Em média, o custo para usar a plataforma da Bovcontrol é de R$ 65 ao mês no plano básico. Mas o cliente pode compor sua assinatura e agregar funções como desejar. “Quando mais de uma pessoa passa a usar, ele paga R$ 10 a mais por usuário”, explica o administrador. A gama de serviços oferecidos é extensa e inclui alertas de quando a vaca está no cio. “Usamos sensores de temperatura, que identificam um padrão associado ao cio e, por celular, avisamos ao peão da fazenda que pode inseminar a vaca ou fazer a cobertura natural”, diz Leão.
Outro recurso é a gestão de tarefas. O gerente da fazenda distribui os afazeres aos funcionários, que entregam evidências do que foi feito ao terminar. “Uma cerca que foi consertada, um animal que foi curado, estes dados vão georreferenciados e o gestor pode ver onde aconteceu e quem entregou o trabalho”, explica o CEO. A empresa também cruza dados de mapas referentes à disponibilidade de capim por hectare com a número de animais na área para medir a produtividade, saber se o aproveitamento está alto ou baixo. “A função do Bovcontrol é trazer a consciência ao produtor do que ele tem e ajuda-lo a planejar os próximos investimentos”, diz.

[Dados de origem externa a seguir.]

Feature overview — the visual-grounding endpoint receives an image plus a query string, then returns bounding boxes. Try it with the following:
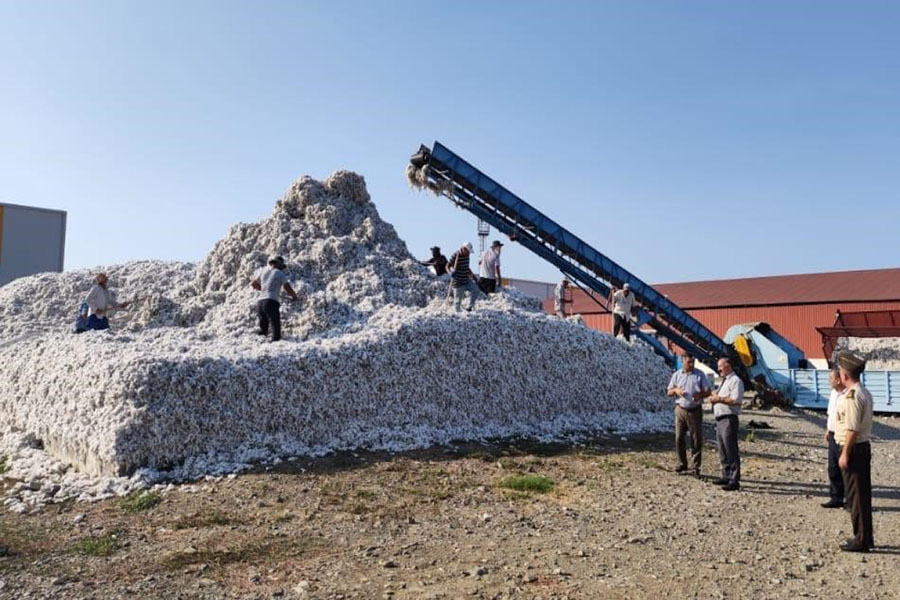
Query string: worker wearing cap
[834,354,875,552]
[666,354,710,477]
[448,243,481,312]
[612,283,634,341]
[822,367,847,508]
[84,273,129,329]
[419,246,447,277]
[478,240,503,294]
[250,256,299,342]
[709,358,744,492]
[553,279,572,319]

No momento a Bovcontrol está na fase de conectar os pontos da cadeia (frigoríficos, bancos) com a base da pirâmide. A este programa de conexões com a indústria foi dado o nome de Internet das Vacas. A equipe tem usado o conceito hackathon, uma espécie de maratona de programação, para juntar os integrantes da cadeia da pecuária num evento em que eles são convidados a desenvolver seus próprios softwares usando como base a plataforma da Bovcontrol.